If you want belt an braces put a isolating transformer before the battery charger, but in my view there no need as this is the only Main AC device directly connected. Note wherever possible get an isolated ground battery charger. In my opinion nothing good comes from tying AC neutral to DC ground.
Secondly ensure you have a 30ma RCD immediately after the shore power entry into the boat. Only take the shore power earth wire to the battery charger. Follow thw invertor wiring
for boat side earth wiring , usually the neutral and earth and joined at the invertor. Again use RCD's on the output of the invertor.
Both the 110VAC, 230VAC( if you have two onboard voltage systems) and DC system should be isolated from each other. ( which is not ABYC practice but is current
EU practice as RCB are required and these provide sufficient protection .
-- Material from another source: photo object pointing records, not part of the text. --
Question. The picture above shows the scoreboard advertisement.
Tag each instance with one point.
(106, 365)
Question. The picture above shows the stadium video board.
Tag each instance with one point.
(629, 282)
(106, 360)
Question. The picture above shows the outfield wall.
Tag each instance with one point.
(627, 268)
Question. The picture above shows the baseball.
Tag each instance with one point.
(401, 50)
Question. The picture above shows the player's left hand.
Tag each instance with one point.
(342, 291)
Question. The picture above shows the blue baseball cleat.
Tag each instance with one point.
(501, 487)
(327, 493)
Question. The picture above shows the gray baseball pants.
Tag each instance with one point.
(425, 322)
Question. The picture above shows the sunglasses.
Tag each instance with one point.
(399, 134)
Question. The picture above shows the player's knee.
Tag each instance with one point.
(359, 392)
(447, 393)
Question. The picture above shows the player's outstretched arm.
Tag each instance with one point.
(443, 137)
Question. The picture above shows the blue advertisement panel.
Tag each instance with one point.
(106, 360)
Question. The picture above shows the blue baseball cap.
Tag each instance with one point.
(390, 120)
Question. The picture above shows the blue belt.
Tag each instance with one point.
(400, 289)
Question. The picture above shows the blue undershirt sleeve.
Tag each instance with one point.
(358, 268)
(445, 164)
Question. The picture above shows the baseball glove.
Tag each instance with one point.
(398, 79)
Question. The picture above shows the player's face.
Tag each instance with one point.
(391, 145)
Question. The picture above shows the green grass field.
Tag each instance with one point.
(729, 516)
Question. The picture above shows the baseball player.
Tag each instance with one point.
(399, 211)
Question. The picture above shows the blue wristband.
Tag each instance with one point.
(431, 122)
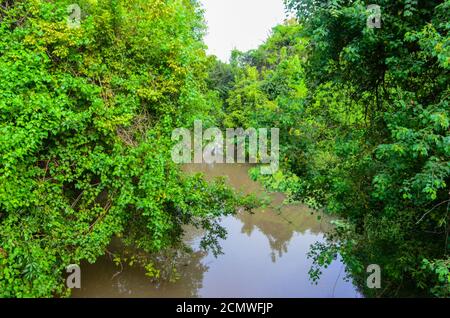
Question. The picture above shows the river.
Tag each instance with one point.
(264, 255)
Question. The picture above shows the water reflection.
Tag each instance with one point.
(264, 256)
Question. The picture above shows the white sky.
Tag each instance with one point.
(240, 24)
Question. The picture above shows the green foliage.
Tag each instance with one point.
(86, 116)
(364, 123)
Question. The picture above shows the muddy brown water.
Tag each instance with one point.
(265, 255)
All three system need independant panels
etc. It can get quite complex
Note that in practice for these system to work , you will need big battery banks 1000amp/h or greater and a good big charger ( 100amps+) and engine
( with a smart regulator) and a good battery monitor
, but its a very flexible system. The charger should have a controllable limit to avoid tripping shore power systems
It will however in pratice be limited to 3-4Kw AC on board, fine for power tools, microwaves etc, but will rule
out on-board Air Conditioners.
The next stepis to add a AC Generator and use it to power heavy AC devices and run the charger , but in my mind its not needed. ( buy a little Honda
2000i for backup). A DC generator would be useful if you have a big batteyr bank, but they are expensive and fault prone ( I built my own).